Liger-Kernel icon indicating copy to clipboard operation
Liger-Kernel copied to clipboard

[Question] No gain in VRAM usage with LigerFusedLinearCrossEntropyLoss

Open mrinaldi97 opened this issue 1 month ago • 3 comments

Hello, I am writing a codebase to train transformer models (almost finished, but it's still too early to share the entire framework) and I've just added Liger-Kernel support. I was expecting a decreased RAM usage with the Fused Linear Cross Entropy implementation compared to naive torch's F.cross_entropy, however:

Torch => 22785MiB
Liger Fused => 22155MiB

Only 600MB saved. Vocab size is 32777 (maybe too small to see gain? Maybe because is not pow of 16?)

It's training a small test autoregressive model:

    "hidden_size": 768,
    "ffn_factor": 3.0,
    "num_hidden_layers": 12,
    "num_attention_heads": 12,

testing on an Nvidia 3090 GPU using Torch 2.6 cuda 12.4; training done in AMP with Pytorch Lightning, precision bf16.
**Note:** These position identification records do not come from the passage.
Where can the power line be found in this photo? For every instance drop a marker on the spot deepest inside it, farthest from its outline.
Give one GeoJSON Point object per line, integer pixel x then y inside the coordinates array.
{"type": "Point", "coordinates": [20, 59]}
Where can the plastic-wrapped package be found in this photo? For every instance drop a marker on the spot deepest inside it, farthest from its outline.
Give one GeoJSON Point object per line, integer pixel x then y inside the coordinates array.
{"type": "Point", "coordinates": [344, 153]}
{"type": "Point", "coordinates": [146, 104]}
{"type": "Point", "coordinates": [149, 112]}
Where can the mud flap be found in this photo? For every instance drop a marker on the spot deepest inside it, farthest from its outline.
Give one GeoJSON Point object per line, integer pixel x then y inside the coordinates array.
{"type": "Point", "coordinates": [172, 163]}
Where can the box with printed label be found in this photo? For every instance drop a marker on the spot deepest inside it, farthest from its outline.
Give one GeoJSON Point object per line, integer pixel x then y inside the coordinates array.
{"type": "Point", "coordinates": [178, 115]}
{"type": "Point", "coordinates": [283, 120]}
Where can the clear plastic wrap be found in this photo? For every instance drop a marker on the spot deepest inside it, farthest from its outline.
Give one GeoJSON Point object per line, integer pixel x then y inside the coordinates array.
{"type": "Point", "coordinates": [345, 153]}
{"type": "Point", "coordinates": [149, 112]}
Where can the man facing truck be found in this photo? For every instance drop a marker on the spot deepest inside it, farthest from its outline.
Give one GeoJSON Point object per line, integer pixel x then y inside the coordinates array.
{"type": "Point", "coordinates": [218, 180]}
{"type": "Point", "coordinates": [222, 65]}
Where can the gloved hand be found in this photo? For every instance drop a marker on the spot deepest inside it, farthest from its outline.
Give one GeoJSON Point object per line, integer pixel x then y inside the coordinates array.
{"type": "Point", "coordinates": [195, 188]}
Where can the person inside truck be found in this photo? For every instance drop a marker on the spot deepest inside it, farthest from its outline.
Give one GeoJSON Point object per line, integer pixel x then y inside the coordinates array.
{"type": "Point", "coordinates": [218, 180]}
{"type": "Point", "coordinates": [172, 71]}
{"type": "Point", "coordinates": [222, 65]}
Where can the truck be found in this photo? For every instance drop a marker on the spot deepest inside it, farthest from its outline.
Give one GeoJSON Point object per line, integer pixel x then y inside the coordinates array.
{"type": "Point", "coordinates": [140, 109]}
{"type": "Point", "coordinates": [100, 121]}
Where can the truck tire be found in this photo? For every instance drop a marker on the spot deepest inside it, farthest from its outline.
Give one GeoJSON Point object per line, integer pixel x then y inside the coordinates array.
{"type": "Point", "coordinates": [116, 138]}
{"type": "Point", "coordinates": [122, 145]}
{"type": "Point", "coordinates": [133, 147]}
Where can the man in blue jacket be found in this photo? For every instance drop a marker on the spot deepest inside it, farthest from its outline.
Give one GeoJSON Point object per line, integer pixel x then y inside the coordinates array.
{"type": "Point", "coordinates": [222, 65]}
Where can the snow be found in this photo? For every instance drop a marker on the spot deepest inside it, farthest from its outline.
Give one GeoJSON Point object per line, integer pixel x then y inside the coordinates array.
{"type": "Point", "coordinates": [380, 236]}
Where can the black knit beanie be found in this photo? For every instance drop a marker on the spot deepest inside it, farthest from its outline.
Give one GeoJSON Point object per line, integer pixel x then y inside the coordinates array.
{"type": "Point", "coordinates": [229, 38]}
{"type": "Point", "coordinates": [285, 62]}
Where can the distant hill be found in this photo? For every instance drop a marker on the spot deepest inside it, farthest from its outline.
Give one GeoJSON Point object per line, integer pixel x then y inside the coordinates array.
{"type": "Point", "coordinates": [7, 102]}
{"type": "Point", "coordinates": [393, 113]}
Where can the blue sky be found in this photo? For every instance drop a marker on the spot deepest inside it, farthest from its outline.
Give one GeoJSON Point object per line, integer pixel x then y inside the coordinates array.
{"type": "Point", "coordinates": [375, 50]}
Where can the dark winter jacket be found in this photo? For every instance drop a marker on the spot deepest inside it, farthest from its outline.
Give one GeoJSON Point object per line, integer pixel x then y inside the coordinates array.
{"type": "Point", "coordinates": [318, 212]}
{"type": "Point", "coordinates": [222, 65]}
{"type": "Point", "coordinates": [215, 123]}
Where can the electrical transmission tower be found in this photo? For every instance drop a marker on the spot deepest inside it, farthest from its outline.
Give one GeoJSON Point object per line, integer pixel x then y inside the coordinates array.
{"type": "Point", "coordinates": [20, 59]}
Here is the transformer block with lm_head:

  class TransformerWithLMHead(nn.Module):
      """
      Adding an LM Head to TransformerWithEmbeddingHead. This is enough for Bert-like/GPT-like models.
      """
      def __init__(self,config: ModelConfig,cache=None):
          super().__init__()  
          self.cache = ensure_cache_and_registry(cache)    
          cache=self.cache           
          self.lm_head = ModuleWrapper(self.cache.registry.create("linear", "linear", in_features=config.hidden_size, out_features=config.vocab_size))
          self.transformer = TransformerWithEmbeddingHead(config,cache=cache)
          if config.tie_word_embeddings:
              self.lm_head.weight = self.transformer.embed_tokens.weight
          self.config=config
      def forward(self,x,return_type='logits',**kwargs):
          x=self.transformer(x,**kwargs)
          if return_type=='logits':
              return self.lm_head(x)
          else:
              return x

Here the relevant snippet from the training step:

        if self.loss_type=='fused':
            model_return_type = 'hidden'
            flattening_dimension = self.config.hidden_size
            loss_kwargs = {"lm_head_weight": self.model.lm_head.module.inner.weight}
            if hasattr(self.model.lm_head, "bias"):
                loss_kwargs["lm_head_bias"] = self.model.lm_head.module.inner.bias #TODO: Better way to access inner attributes of wrapped modules

And finally the way in which the Liger kernel is used:

@registry.register("loss", "cross_entropy_loss_fused", "liger", requires=["liger_kernel"], priority=0)
class LigerCrossEntropyLossFused(nn.Module):
    def __init__(self, *args, **kwargs):
        super().__init__()
        cls = _load("liger_kernel.transformers", "LigerFusedLinearCrossEntropyLoss")
        self.inner = cls(*args, **kwargs)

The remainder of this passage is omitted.